Lower Budget Turned In For 'The Lone Ranger'; Johnny Depp Sticking By Gore Verbinski


Ah, the saga of “The Lone Ranger” continues to ride on and in case you’ve been away here’s the short version. Seeing “Cowboys & Aliens” tank, contrasted with the extraordinary $250-75 million budget that was in play for “The Lone Ranger,” Disney panicked and yanked the cord on the film, sending the filmmakers scrambling to try and get the budget down to somewhere between $200-220 million while still retaining the eye-popping sequences people are going to be paying for. The result? Well, it’s not back up and running but producer Jerry Bruckheimer and director Gore Verbinski are trying their damndest.

Deadline reports that Bruckheimer and Verbinski have just submitted a new budget that will put the cost of the film around $215 million. Not quite the $200 million Disney was hoping for, but under their make-or-break number of $220 million. But ah, there is a whole other twist to the proceedings. The studio is feigning surprise at Johnny Depp‘s revelation that he’s going to make the movie with Verbinski or not at all, with Disney playing shocked that the usually picky actor is sticking by a helmer he has worked with four times already. Moreover, Verbinski is said to be pushing back and will walk from the film (taking Depp with him) if the budget gets so low that it’s no longer the movie he originally intended to make.

It’s certainly a quandary for the studio who are grappling with the cold reality of what it means to make a big-budget blockbuster in this day and age. As it stands not only would “The Lone Ranger” need to triple its budget in box office receipts to be profitable, but even before lensing starts, $30 million will be spent on the salaries of Depp, Verbinski and Bruckheimer alone. Add to that Verbinski’s reputation for going over budget (“Pirates of the Caribbean: At World’s End” wound up costing $300 million) and you can understand why Disney are wary of moving forward. The other question is how much out of the proposed three big train sequences in the film — once of which has been ambitiously described as one of the largest ever put on film — not to mention some of the other special effects sequences, can you afford to cut without losing any of its popcorn entertainment feel?

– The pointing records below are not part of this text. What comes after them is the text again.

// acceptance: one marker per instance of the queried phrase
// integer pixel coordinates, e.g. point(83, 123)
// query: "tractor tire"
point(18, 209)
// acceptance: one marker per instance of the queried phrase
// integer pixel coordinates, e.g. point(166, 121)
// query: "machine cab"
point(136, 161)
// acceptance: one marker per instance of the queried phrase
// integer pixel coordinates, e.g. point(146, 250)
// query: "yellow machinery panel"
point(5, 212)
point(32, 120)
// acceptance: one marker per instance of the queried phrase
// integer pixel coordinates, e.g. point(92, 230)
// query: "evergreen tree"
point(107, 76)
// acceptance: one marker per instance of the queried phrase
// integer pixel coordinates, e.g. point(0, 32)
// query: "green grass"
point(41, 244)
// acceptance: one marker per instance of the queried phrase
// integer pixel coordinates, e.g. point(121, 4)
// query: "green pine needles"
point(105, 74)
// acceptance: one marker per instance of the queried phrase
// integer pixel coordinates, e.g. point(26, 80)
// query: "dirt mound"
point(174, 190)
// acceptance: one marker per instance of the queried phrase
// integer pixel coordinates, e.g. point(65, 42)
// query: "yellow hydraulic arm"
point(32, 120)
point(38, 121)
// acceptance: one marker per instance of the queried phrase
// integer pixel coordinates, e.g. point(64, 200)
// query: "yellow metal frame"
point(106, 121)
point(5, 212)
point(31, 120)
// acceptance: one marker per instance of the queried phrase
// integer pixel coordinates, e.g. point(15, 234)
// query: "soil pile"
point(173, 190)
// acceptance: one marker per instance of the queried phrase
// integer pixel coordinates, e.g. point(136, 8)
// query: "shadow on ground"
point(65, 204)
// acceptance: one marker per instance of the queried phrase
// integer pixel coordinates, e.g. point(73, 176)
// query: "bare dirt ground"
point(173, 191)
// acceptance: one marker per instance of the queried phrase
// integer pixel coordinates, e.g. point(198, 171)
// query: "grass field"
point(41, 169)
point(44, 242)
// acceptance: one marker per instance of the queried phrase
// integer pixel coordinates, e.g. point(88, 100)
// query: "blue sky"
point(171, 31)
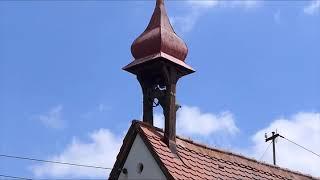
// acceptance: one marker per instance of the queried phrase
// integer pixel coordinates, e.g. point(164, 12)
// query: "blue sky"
point(62, 87)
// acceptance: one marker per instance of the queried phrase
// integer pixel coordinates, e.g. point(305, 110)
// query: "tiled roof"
point(196, 161)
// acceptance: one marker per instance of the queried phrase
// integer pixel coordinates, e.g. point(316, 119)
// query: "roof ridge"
point(240, 156)
point(156, 129)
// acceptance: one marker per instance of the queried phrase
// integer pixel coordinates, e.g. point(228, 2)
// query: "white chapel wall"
point(139, 154)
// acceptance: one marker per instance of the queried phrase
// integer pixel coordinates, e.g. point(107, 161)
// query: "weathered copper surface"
point(159, 36)
point(196, 161)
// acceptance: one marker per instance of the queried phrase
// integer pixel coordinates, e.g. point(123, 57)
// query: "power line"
point(300, 146)
point(53, 162)
point(14, 177)
point(265, 151)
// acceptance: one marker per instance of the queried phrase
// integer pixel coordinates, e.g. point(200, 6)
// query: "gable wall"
point(139, 153)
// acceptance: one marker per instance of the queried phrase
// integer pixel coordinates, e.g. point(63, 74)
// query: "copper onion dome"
point(159, 41)
point(159, 36)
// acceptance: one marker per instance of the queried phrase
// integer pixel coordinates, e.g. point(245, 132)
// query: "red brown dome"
point(159, 37)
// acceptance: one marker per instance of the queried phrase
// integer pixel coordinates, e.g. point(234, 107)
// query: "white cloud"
point(101, 151)
point(197, 8)
point(53, 118)
point(312, 8)
point(192, 122)
point(304, 129)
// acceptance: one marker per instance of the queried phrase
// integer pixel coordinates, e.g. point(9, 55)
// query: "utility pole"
point(273, 138)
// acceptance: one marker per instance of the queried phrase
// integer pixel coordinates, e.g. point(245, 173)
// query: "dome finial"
point(159, 2)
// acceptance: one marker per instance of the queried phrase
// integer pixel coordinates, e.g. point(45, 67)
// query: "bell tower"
point(159, 56)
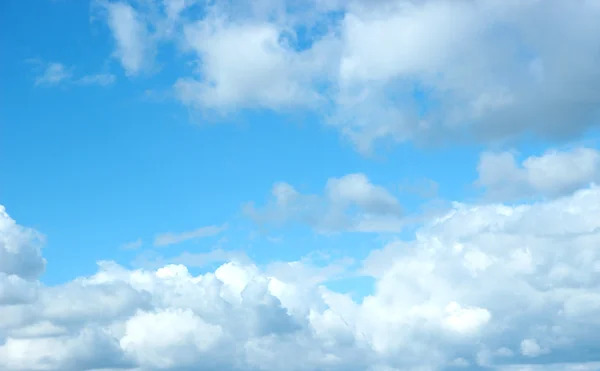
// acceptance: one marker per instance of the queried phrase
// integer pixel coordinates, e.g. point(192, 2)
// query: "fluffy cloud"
point(349, 203)
point(491, 286)
point(552, 174)
point(394, 69)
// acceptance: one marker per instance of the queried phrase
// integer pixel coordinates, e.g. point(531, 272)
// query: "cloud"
point(552, 174)
point(246, 65)
point(134, 47)
point(403, 70)
point(133, 245)
point(349, 203)
point(102, 79)
point(54, 74)
point(496, 286)
point(174, 238)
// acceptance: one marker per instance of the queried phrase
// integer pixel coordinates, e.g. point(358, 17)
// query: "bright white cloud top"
point(505, 276)
point(483, 286)
point(486, 69)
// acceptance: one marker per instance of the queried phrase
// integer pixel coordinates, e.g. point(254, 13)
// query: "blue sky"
point(100, 166)
point(332, 147)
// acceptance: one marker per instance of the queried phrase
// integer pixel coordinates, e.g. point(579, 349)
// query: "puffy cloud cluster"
point(348, 203)
point(483, 287)
point(552, 174)
point(389, 69)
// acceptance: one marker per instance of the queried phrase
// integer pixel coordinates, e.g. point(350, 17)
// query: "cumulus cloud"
point(491, 286)
point(174, 238)
point(348, 203)
point(551, 174)
point(399, 70)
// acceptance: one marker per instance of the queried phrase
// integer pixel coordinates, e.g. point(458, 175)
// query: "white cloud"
point(552, 174)
point(491, 285)
point(485, 70)
point(173, 238)
point(530, 348)
point(54, 74)
point(102, 79)
point(134, 47)
point(349, 203)
point(246, 65)
point(133, 244)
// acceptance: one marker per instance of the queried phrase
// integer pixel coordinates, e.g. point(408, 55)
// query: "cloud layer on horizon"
point(482, 286)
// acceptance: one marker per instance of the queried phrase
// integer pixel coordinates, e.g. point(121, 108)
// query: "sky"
point(344, 185)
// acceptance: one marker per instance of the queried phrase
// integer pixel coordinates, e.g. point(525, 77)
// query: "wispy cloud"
point(133, 245)
point(170, 238)
point(54, 74)
point(102, 79)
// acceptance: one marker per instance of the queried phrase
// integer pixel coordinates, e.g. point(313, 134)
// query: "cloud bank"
point(483, 287)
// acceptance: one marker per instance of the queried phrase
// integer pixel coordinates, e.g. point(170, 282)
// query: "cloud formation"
point(55, 74)
point(166, 239)
point(554, 173)
point(502, 287)
point(433, 70)
point(348, 203)
point(134, 47)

This has turned into a spin campaign war as well, with Disney more or less openly talking to Deadline and confirming they are “still in the Jerry Bruckheimer business and the Johnny Depp business” thereby not-so-subtly throwing Verbinski under the bus. And to add to the strain, Disney is sadistically still trying to hold onto the December 21, 2012 release date for the film with an insider claiming, “… it’s harder to get a good release date than it is to move it.”

So what does this all mean? Lord only knows. Disney has a franchise they still want to get off the ground but they aren’t going to bankrupt themselves to do it, while Bruckheimer/Verbinski/Depp want to make an uncompromised blockbuster…who’s gonna blink first?